Uncertainty exists also as to where exactly we are in space and time. Anyone familiar with Gene Wolf's Book of the New Sun will know that it is not safe to conclude that the Sarantine Empire is a primitive civilization in historical transition to becoming an advanced one. As admirably shown by Wolfe in that series, it is feasible that a deep patina of primitive attributes may overlay any human civilization of the far, far future. And did not Arthur C. Clarke (who incidentally knows a thing or two about artificial moons) declare that any sufficiently advanced technology would always have the appearance of magic?
No aid is given when attempting to decide if the world of Sailing to Sarantium has been constructed by inserting incongruous elements into a historically real era of human history, or whether it will resolve (in the second volume) into the story of a place and far distant time on a hypothesised continuum of human history. Certainly the author has left jagged and unplaned the most intriguing story elements in this respect (the telepathic automatons and the savage pagan god manifestation).

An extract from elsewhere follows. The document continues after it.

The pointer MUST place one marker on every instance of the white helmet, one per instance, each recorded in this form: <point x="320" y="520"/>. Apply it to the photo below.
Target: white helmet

But as one might expect the most essential elements of the world of Sarantium are the people who inhabit it and whose lives we follow. Each in their way seeks transcendence -- the religionists, in either shamanistic paganism or sophisticated theism; the mob, in fanatical irrational support for the Games; an alchemist/magician in a search for something beyond that sought by either of the religionists; the emperor, in an immutable place in history; and finally Crispin, in his art. This list is incomplete, leaving out as it does for example the Empress Alixana, only one among the many whose agenda lies hidden to the extent that I savour the thought of opening the second and final book of the series entitled Lord of Emperors.